Power Dynamics and Organizational Futures



 

Organizations of all types must be persistently resilient, creative and innovative as they face pitiless turbulence and rapidly accelerating change in their environments.  However, the power dynamics in organizational life frequently thwart their ability to act and react with sufficient agility. 

Every organization and every social system has a power structure.  Some individuals and teams are more influential than others.  Some use their power in ways that make them more rigid, and others use it in ways that make their organizations more nimble. Some organizations incline toward a command and control power structure while others foster distributed leadership.  Too much hierarchy and power politics can result in organizational paralysis.  By using power to build partnership and organizational learning, the prospect of success in today’s hyper-complex environment is vastly increased. 

Michael just completed his 25th year as a coach, anthropologist and trainer for the internationally recognized Power Lab.   Through this work, he is continually studying the use of power and organizational dynamics.  He applies his learning and insights to Art of the Future’s consulting, speaking, training and writing practices.  Michael’s view of the Power Lab has been included in two recent, comprehensive publications by Jossey-Bass, Organization Development and Business Leadership.  A pre-publication draft of one of these articles, “The Power of Position,” can be found on Art of the Future’s website.


More on the Power Lab….

The Power Lab is a richly textured simulation that is the primary research setting for Barry Oshry, one of Organization Behavior’s most creative and influential thinkers. It is hard to boil this elegant and elaborate work down to a single sentence, but here’s one attempt:  Systems make people and people make systems.  Systems can liberate people’s greatness—collectively and individually—or they can become drudgery.  People can lead systems and make them noble, or cement them in pettiness.  The power of people and their systems are integrally intertwined.

At the Power Lab, people are “birthed” into simulated positions which are designed to focus attention on power dynamics; how power is used and how it might be used.

  • The Societal Experience has been the subject of numerous books and articles.  Here participants act as

o       Elites, who own all of the society’s material resources,

o       Immigrants, who have to make their way through the sale of their labor, and

o       Managers, who run the institutions owned and controlled by the Elites. 

This is 24/7 simulation whose duration is like life:  indeterminate but finite: it will end, but you don’t know when!  Most participants learn lessons about themselves in social systems and about power dynamics they never forget.

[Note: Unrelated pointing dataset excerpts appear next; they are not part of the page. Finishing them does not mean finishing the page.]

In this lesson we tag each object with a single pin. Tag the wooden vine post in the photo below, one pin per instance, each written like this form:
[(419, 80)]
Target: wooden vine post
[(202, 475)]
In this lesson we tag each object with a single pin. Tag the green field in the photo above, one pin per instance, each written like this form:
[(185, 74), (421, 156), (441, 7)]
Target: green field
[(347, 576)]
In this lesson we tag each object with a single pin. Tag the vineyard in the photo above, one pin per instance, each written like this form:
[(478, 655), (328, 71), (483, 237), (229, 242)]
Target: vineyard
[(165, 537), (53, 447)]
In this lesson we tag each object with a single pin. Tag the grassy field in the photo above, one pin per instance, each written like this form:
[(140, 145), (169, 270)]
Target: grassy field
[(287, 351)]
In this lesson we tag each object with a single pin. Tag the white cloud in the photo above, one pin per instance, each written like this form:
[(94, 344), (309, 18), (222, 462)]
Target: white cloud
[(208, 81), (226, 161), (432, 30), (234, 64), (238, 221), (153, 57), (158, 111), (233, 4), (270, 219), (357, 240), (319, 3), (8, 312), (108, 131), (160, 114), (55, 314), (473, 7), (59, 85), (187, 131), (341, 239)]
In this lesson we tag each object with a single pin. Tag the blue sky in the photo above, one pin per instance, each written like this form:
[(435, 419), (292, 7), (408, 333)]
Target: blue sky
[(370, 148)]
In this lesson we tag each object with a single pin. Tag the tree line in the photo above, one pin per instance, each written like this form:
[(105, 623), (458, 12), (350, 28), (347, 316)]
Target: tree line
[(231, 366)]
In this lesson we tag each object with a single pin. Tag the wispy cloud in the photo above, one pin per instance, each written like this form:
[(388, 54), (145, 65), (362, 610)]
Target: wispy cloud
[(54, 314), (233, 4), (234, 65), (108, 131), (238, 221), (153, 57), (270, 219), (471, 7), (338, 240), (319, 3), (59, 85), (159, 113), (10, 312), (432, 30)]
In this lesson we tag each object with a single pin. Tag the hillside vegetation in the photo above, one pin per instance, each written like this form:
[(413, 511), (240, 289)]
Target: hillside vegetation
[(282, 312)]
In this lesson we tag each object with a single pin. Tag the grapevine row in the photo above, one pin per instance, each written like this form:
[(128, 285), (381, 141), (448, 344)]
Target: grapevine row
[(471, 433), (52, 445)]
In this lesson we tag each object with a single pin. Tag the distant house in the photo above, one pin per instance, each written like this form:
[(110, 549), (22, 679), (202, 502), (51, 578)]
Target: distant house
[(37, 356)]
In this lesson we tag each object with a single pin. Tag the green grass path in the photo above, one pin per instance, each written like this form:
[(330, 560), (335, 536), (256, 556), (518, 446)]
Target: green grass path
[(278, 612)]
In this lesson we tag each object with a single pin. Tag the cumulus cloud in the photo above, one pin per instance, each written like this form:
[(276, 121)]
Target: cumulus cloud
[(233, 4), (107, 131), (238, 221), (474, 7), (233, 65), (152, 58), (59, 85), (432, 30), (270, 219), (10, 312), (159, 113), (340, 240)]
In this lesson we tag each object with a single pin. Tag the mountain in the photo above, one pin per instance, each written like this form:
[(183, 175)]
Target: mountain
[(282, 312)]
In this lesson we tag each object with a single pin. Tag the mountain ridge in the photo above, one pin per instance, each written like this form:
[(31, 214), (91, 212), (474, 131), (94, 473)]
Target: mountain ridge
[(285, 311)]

  • The Organization Workshop, as described in detail in this link, place people in positions that reflect the existence of an organization within a turbulent environment, as either a “Top” with overall strategic responsibility, a “Bottom” who does specific work to produce the organization’s goods and services, as a “Middle” who lives at the interface between Tops and Bottoms, or as a “Customer” who needs and uses the organization’s products.  The Organization Workshop can be conducted with as few as twelve and as many as 150 participants.  This workshop can run anywhere between four hours and two days.  This is one of Art of the Future’s workshop offerings.
  • Merging Cultures is a simulation that focuses on the social distinctiveness of human systems.  Any group of people that is historically unique because of race, creed, geography, etc. will display the distinguishing characteristics of its culture and/or subculture.  This is certainly true of organizations, and that is one of the reason that so many mergers and acquisitions fail!  Merging Cultures unfolds a fascinating educational experience by using a simple physical distinction—height—to create different cultures. 

Turning people loose within the context of the micro-world created by simulation and punctuating their learning experience with various conceptual inputs is a common ingredient of all of the components of the Power Lab.